How Will the UK Tax Changes for 2016/2017 Affect You?

By Gary Cutlack on at

Today's the New Year's Day for people who work in banks, accountant firms and tax offices, as we tick over into the 2017 tax year and loads of new forms have come into being. Some rules have changed too, most notably the loophole that says being on the internet all day counts as a job.
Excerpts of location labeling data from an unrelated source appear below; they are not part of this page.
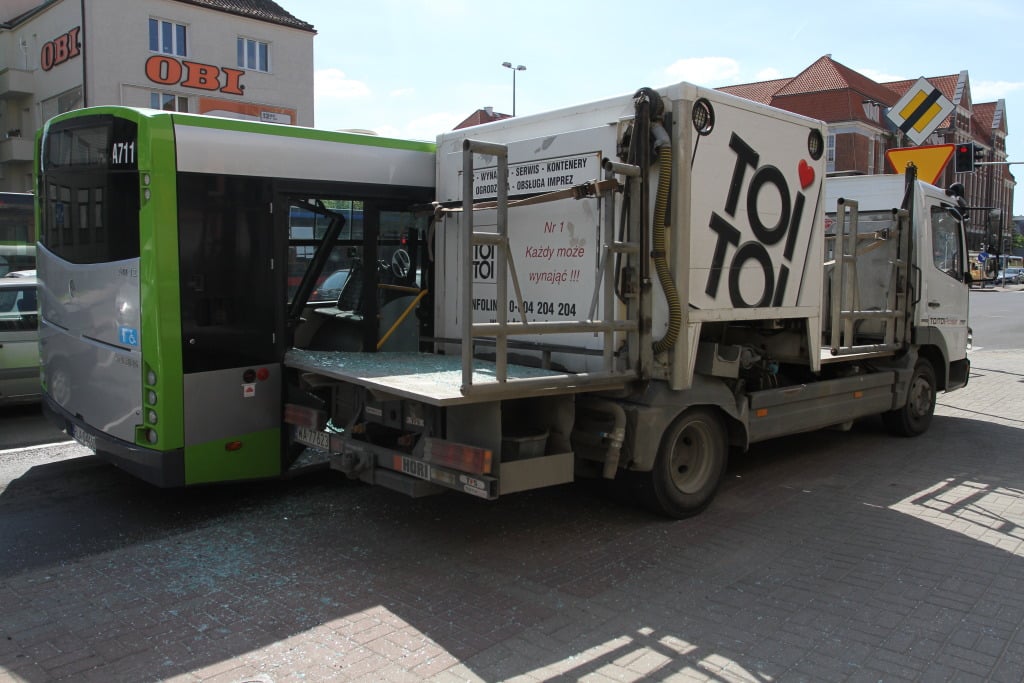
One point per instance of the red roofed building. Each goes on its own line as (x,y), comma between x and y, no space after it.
(486,115)
(859,132)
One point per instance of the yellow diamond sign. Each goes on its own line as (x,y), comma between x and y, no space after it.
(931,160)
(920,111)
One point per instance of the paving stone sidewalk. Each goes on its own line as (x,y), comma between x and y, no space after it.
(826,557)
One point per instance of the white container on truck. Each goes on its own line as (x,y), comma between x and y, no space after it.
(636,286)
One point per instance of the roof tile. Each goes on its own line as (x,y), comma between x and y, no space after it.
(263,10)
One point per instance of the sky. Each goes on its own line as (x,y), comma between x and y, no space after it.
(414,69)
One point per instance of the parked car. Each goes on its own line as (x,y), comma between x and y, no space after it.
(18,339)
(1011,275)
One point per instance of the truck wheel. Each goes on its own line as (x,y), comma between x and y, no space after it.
(915,416)
(689,464)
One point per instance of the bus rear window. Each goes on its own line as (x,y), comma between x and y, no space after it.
(89,190)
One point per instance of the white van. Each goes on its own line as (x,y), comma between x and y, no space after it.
(18,339)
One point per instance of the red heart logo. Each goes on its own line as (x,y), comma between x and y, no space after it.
(806,174)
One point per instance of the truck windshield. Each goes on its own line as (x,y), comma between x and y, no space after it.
(945,242)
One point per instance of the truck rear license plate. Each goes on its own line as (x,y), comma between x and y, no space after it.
(313,437)
(83,437)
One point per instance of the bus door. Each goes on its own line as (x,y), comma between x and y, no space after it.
(354,272)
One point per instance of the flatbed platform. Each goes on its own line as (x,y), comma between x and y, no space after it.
(436,379)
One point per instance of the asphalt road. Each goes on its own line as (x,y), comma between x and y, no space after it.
(826,556)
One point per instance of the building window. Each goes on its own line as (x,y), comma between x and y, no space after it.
(168,38)
(168,101)
(66,101)
(254,54)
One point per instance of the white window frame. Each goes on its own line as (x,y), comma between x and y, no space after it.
(179,43)
(252,61)
(163,95)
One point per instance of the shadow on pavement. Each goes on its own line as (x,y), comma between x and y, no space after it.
(825,556)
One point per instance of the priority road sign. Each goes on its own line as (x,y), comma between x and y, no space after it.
(921,111)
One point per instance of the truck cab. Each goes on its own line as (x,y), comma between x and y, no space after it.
(939,268)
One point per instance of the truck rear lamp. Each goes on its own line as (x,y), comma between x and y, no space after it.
(304,416)
(702,117)
(457,456)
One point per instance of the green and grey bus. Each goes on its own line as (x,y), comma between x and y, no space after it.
(17,232)
(179,257)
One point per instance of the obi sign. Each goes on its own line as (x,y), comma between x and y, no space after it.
(60,49)
(168,71)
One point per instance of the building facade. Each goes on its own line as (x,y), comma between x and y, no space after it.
(239,58)
(859,133)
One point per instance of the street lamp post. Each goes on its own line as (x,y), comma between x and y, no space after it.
(508,65)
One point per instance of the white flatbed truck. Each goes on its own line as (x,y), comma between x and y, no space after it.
(638,285)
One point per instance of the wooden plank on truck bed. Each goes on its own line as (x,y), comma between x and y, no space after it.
(430,378)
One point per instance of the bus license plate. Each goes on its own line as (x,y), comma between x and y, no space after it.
(83,437)
(313,438)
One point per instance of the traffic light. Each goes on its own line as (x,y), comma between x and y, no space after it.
(979,153)
(964,157)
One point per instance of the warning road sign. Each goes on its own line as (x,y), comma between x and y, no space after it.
(921,111)
(931,160)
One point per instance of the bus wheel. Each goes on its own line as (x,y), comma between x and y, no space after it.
(914,417)
(689,465)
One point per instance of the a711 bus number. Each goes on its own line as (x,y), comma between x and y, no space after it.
(123,154)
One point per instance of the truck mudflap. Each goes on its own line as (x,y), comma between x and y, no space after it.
(429,468)
(367,461)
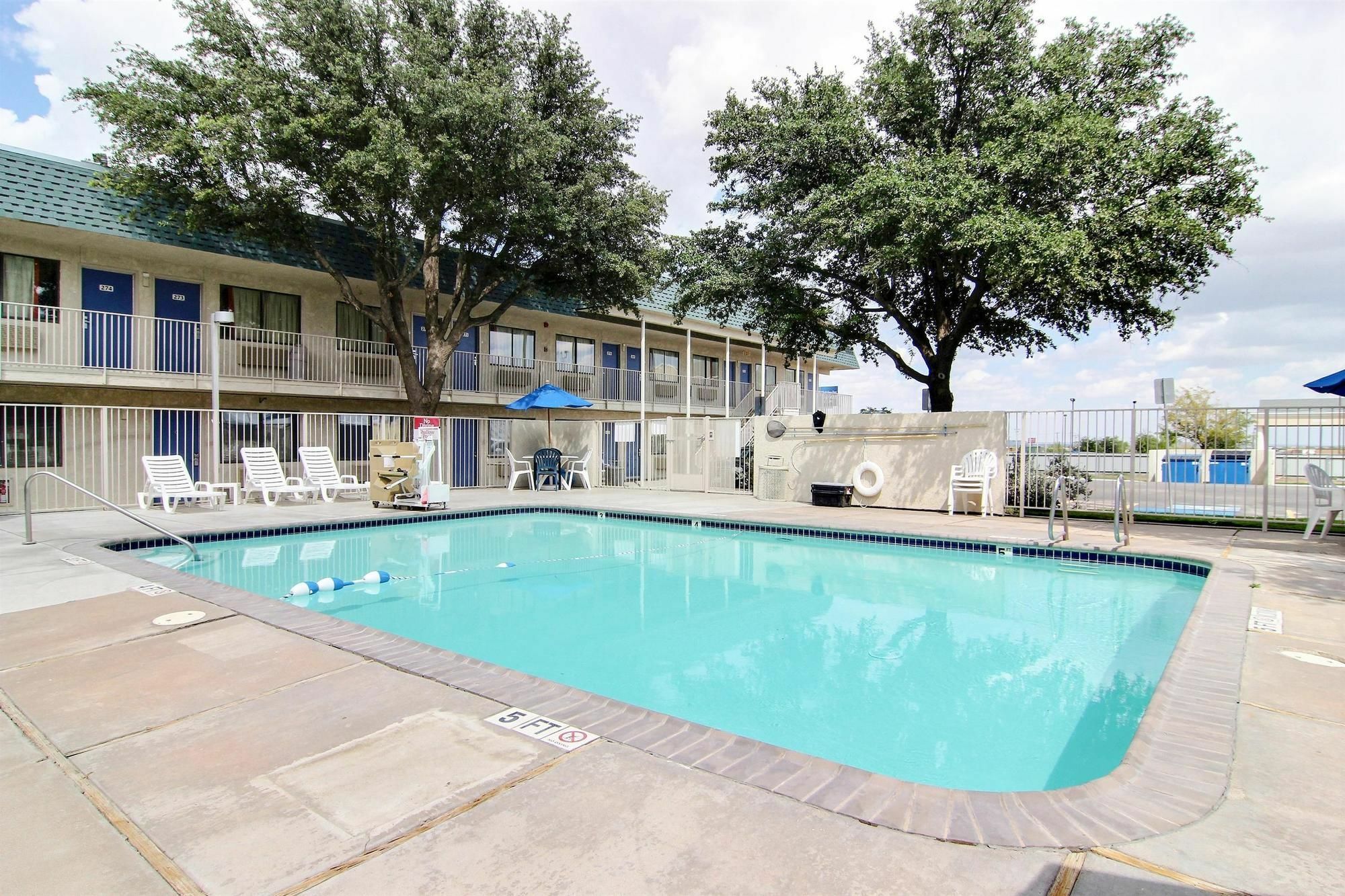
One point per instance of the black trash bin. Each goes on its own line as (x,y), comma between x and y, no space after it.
(832,494)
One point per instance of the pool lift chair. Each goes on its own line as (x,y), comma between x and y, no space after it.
(403,478)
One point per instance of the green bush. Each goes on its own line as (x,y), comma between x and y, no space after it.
(1040,482)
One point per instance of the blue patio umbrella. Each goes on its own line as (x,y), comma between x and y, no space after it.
(1330,385)
(549,397)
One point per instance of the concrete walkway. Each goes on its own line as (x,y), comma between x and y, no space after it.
(241,759)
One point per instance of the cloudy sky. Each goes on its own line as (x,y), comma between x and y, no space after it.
(1266,322)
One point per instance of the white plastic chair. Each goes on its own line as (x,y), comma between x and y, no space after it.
(1324,503)
(169,481)
(267,477)
(973,478)
(518,469)
(321,471)
(579,469)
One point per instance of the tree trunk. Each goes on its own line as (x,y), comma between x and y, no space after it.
(941,384)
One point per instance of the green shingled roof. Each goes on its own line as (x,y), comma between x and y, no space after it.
(57,192)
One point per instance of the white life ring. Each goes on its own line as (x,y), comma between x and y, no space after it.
(857,479)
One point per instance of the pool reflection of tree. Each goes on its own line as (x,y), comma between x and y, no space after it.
(948,723)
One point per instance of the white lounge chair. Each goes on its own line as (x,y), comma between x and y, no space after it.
(579,469)
(266,475)
(518,469)
(321,470)
(973,478)
(169,481)
(1325,502)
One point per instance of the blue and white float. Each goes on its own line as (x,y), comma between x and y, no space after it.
(332,583)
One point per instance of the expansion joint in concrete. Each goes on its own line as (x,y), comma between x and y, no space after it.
(426,826)
(158,860)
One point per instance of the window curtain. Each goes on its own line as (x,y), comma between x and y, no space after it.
(20,279)
(247,309)
(280,311)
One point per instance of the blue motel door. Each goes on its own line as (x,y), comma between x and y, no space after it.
(177,326)
(107,302)
(465,435)
(419,341)
(466,374)
(611,370)
(633,373)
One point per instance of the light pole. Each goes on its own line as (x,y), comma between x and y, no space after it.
(1071,427)
(217,319)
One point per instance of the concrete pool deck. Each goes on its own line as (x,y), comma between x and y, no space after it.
(256,760)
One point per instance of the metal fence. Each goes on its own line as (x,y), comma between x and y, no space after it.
(71,345)
(102,448)
(1206,464)
(1234,464)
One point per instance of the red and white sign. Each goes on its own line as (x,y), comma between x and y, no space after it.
(543,728)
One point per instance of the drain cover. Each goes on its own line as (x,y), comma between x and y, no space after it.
(1317,659)
(1268,620)
(181,618)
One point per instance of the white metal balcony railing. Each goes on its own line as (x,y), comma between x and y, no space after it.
(71,343)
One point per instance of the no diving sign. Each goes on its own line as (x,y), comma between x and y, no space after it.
(541,728)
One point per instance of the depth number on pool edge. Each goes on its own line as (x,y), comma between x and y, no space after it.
(541,728)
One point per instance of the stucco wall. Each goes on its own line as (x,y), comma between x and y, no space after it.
(915,452)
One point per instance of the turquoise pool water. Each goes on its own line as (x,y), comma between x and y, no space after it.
(937,666)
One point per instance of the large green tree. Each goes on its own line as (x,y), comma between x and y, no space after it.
(469,151)
(972,192)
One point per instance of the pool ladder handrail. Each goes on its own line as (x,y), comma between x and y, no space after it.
(1058,501)
(1121,514)
(28,512)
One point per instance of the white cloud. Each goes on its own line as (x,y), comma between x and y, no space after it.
(69,41)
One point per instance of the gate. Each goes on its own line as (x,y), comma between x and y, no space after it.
(708,454)
(687,440)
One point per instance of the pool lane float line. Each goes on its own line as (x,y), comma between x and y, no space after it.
(332,583)
(379,576)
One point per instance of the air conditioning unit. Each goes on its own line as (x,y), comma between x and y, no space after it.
(18,337)
(516,378)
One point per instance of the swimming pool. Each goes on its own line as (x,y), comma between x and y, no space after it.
(952,667)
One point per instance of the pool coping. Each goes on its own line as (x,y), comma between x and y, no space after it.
(1175,772)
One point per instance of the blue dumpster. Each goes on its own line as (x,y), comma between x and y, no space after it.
(1182,469)
(1231,467)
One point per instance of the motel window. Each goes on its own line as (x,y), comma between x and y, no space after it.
(705,368)
(665,364)
(354,326)
(497,438)
(30,287)
(513,348)
(574,353)
(260,315)
(32,438)
(353,435)
(247,430)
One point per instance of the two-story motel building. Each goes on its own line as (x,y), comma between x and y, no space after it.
(104,311)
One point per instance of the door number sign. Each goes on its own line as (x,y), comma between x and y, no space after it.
(541,728)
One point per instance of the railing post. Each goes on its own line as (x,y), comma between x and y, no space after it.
(104,443)
(1023,463)
(1266,470)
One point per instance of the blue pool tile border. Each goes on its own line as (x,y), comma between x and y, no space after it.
(1114,559)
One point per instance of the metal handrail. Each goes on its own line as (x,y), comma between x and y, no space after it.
(1121,513)
(1058,499)
(28,512)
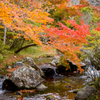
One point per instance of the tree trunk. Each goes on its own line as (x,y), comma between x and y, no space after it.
(5,30)
(25,47)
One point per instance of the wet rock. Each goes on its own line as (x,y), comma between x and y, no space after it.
(30,61)
(86,93)
(18,64)
(55,60)
(48,70)
(9,85)
(26,77)
(41,87)
(50,98)
(61,68)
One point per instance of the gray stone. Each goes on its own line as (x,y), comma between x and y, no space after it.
(41,87)
(55,60)
(30,61)
(86,93)
(26,77)
(18,64)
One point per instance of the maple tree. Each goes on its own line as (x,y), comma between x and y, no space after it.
(13,17)
(68,40)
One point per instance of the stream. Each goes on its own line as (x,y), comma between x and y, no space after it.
(61,87)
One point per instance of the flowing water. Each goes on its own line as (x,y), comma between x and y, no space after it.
(61,88)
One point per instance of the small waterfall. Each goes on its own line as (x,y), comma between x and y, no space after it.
(92,72)
(2,78)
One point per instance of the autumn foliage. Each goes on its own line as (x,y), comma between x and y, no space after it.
(68,40)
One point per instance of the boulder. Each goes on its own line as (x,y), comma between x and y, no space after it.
(86,93)
(9,85)
(55,60)
(18,64)
(49,70)
(41,87)
(26,77)
(61,68)
(30,61)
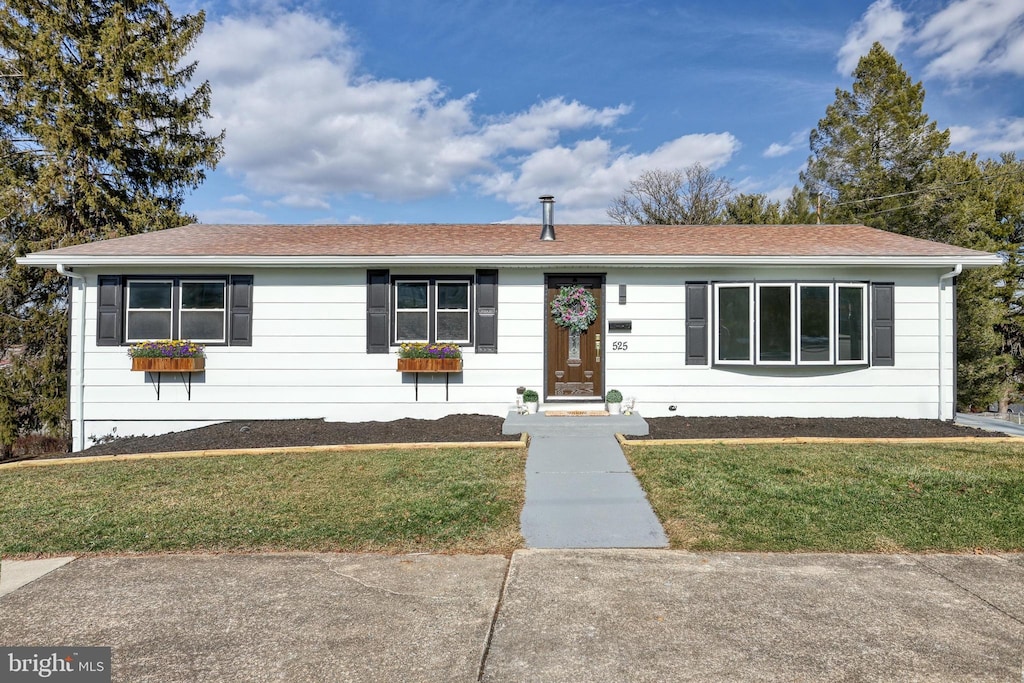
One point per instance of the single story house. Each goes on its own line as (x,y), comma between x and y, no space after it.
(305,321)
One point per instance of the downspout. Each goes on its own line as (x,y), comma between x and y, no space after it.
(946,275)
(79,388)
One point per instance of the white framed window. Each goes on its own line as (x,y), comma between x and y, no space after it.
(851,324)
(452,319)
(412,310)
(734,324)
(432,309)
(785,324)
(203,313)
(775,325)
(150,313)
(815,317)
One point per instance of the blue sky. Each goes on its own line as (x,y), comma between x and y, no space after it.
(389,111)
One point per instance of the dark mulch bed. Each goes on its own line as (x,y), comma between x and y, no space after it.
(274,433)
(680,427)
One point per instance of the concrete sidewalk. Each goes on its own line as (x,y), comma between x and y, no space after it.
(989,422)
(544,615)
(581,492)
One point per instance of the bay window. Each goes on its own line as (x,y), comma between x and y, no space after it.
(784,324)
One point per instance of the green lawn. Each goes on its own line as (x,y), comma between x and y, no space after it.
(837,498)
(459,500)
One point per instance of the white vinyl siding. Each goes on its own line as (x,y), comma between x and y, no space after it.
(308,356)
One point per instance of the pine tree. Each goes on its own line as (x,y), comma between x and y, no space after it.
(101,136)
(752,210)
(873,145)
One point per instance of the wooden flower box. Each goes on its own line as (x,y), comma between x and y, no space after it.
(429,365)
(195,365)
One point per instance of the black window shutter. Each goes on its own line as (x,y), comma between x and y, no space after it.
(378,284)
(241,315)
(486,311)
(109,310)
(883,325)
(696,324)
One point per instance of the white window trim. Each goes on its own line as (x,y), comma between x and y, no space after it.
(832,324)
(129,310)
(223,311)
(467,310)
(758,318)
(864,325)
(750,323)
(425,283)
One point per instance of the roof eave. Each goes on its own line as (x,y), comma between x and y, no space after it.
(50,260)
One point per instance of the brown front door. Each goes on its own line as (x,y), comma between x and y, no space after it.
(573,365)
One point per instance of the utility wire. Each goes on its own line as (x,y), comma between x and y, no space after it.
(930,187)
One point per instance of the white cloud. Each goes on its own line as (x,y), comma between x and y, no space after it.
(588,174)
(883,23)
(241,216)
(304,124)
(303,202)
(781,148)
(971,37)
(993,137)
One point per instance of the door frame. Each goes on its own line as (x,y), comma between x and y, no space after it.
(600,279)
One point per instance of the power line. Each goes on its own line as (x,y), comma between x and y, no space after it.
(930,187)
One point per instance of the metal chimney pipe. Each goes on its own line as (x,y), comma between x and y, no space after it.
(548,213)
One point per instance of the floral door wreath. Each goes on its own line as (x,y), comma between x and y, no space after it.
(573,307)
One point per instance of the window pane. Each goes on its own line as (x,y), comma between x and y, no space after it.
(148,295)
(411,327)
(775,325)
(148,325)
(453,295)
(815,336)
(203,325)
(453,327)
(202,295)
(411,295)
(851,324)
(733,324)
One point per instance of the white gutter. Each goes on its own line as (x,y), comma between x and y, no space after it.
(78,442)
(504,260)
(942,288)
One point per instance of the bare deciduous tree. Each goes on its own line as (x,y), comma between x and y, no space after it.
(691,197)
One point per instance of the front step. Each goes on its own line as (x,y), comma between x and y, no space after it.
(573,408)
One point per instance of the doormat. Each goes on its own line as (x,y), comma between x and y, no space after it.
(576,414)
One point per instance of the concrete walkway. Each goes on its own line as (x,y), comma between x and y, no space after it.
(989,422)
(554,615)
(581,492)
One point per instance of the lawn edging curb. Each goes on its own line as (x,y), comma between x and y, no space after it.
(214,453)
(623,440)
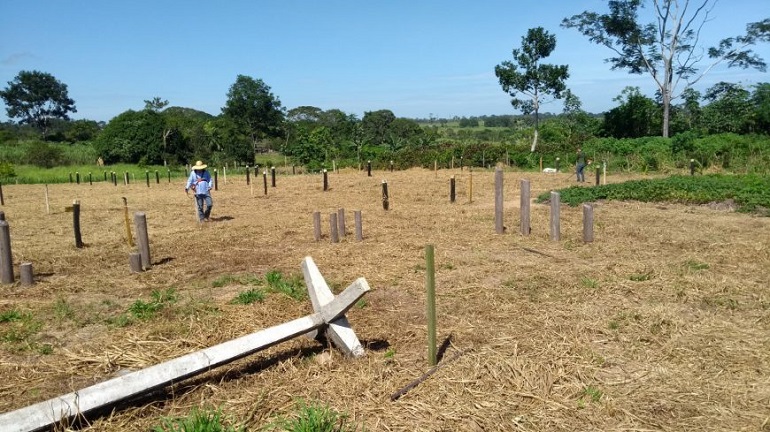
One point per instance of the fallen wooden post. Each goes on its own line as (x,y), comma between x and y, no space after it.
(329,313)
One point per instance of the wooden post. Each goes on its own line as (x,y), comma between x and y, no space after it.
(385,197)
(317,225)
(470,185)
(47,202)
(326,180)
(135,262)
(264,180)
(555,222)
(430,282)
(76,223)
(588,223)
(499,228)
(604,172)
(333,225)
(129,237)
(341,221)
(6,257)
(359,228)
(25,274)
(142,239)
(524,207)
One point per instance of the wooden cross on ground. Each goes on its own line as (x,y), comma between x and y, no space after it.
(329,315)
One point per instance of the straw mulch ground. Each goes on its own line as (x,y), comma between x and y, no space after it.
(663,323)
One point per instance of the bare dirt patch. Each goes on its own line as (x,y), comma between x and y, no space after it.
(663,323)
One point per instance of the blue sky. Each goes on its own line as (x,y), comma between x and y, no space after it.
(415,58)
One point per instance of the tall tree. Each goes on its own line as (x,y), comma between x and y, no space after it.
(36,98)
(155,104)
(528,76)
(252,106)
(667,49)
(760,98)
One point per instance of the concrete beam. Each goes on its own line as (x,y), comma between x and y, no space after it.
(45,414)
(338,331)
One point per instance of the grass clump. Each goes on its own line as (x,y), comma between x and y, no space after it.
(292,287)
(144,310)
(200,420)
(248,297)
(17,329)
(225,280)
(314,417)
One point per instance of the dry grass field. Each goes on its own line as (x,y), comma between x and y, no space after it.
(662,323)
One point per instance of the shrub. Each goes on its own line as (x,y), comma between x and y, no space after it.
(43,155)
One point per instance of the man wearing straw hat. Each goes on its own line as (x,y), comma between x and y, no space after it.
(200,182)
Here are the key changes that might make your finances turn out marginally different.

Personal Allowance
You are now legally allowed to make more money before paying tax, with the universal personal allowance rising to £11,000 from last year's £10,600. That's a small amount less tax to pay for everyone in the country, whether you're a zero-hours Toilet Bowl Operative or a trillionaire banker commuting to work along a bespoke carpet made from the tongues of the poor.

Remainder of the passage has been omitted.